No they don't. Chrome is designed from the ground up for security. It has the same number of bugs as other software of it's size but the type of bugs are much less severe.
Compare FF, Safari, IE, Chrome. Same number of bugs per yet but Chrome has 10x less code execution bugs (ie, 10x less likely for your machine to be owned by unknown bugs)
The chart you just linked (which doesn't show a timescale) shows Chrome with over 300 exploitable bugs. I doubt the denial of service label, that just usually means that a bug wasn't fully investigated. So, again, how is this different from Flash? Chrome is riddled with vulnerabilities (and Safari is too).

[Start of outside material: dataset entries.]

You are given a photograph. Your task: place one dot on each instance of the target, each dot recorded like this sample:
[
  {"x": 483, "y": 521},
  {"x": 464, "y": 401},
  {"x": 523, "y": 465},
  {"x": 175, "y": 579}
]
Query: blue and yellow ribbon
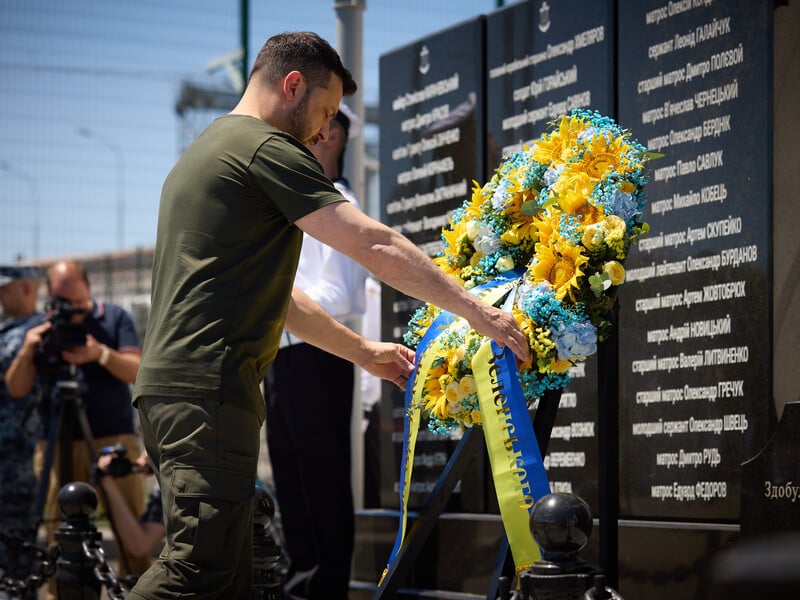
[{"x": 514, "y": 456}]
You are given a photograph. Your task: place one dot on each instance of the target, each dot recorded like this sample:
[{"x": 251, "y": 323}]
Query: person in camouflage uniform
[{"x": 19, "y": 420}]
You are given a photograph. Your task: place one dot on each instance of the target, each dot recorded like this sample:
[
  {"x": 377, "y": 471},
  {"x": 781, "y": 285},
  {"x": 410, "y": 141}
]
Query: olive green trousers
[{"x": 205, "y": 453}]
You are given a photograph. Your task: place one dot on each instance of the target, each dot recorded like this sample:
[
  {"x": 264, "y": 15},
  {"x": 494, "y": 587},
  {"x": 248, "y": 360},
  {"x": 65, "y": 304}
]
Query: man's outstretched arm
[
  {"x": 386, "y": 360},
  {"x": 396, "y": 261}
]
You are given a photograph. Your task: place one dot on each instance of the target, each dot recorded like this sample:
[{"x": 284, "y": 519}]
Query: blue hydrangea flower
[
  {"x": 624, "y": 205},
  {"x": 552, "y": 174},
  {"x": 487, "y": 241},
  {"x": 576, "y": 340}
]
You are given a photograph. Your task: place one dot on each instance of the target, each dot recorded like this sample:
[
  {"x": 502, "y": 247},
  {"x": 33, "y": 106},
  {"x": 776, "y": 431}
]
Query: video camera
[
  {"x": 120, "y": 464},
  {"x": 64, "y": 334}
]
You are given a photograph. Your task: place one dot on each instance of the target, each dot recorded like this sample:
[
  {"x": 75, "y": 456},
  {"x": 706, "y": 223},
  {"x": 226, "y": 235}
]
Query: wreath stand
[{"x": 543, "y": 419}]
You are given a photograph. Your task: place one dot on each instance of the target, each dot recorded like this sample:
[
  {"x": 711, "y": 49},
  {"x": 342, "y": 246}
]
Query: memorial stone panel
[
  {"x": 695, "y": 332},
  {"x": 431, "y": 111},
  {"x": 544, "y": 60}
]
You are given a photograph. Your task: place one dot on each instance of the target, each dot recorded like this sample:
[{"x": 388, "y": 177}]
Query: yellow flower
[
  {"x": 453, "y": 392},
  {"x": 573, "y": 189},
  {"x": 468, "y": 386},
  {"x": 504, "y": 263},
  {"x": 559, "y": 366},
  {"x": 476, "y": 417},
  {"x": 614, "y": 226},
  {"x": 511, "y": 237},
  {"x": 560, "y": 264},
  {"x": 546, "y": 224},
  {"x": 593, "y": 237},
  {"x": 615, "y": 272},
  {"x": 472, "y": 229}
]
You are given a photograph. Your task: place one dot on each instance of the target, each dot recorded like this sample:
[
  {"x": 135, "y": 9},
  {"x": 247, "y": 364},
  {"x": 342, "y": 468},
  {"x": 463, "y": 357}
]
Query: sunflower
[{"x": 559, "y": 264}]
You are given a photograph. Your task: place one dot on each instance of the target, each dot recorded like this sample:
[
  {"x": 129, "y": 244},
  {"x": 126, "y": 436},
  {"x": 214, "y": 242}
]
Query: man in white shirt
[{"x": 309, "y": 396}]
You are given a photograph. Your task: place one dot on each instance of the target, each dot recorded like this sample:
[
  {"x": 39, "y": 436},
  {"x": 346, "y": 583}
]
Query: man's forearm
[
  {"x": 21, "y": 373},
  {"x": 307, "y": 320}
]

Flash runs in a low-priv environment is nearly every major browser, includes application-specific exploit mitigations, and it silently auto-updates, just like Chrome. It's all a matter of the Flash install base: it's in 90%+ of browsers and it's running the same-ish codebase in all of them, making it a relatively stable platform to develop exploits for. That's it! It's more a factor of market share and not "security."
Every document reader, HTML renderer, JavaScript engine, browser, media player, etc that you use is the same -- a house of cards built on poor memory management :-/.
Your statement about Chrome is clearly way off, and that's what your parent was addressing. He never said Chrome was bug-free. And he was right to say that Chrome is way ahead of the other browsers (according to these stats, at least).
Edit: those stats show Chrome is better in terms of CVE severity, not number of annual CVEs.
I don't think the classification of most of those DoS bugs are correct. I also don't think there's a big difference between 100 vulns per year and 300 vulns per year. You go fishing and you find some each time.
no, maybe not as bad, but JIT can be played pretty hard. I think the difference is that they are better structured and more transparent. I would definitely NOT put my hands on flash code, must be a mess!
"Probably"? Complex as Flash? Whatever it have a big or small team, was started in the late 90s or whatever it causes problems now. So use whatever excuses you like, Flash is still a security concern with opportunity for more 0-day exploits(just one firm have two in the drawer, how many more there are?).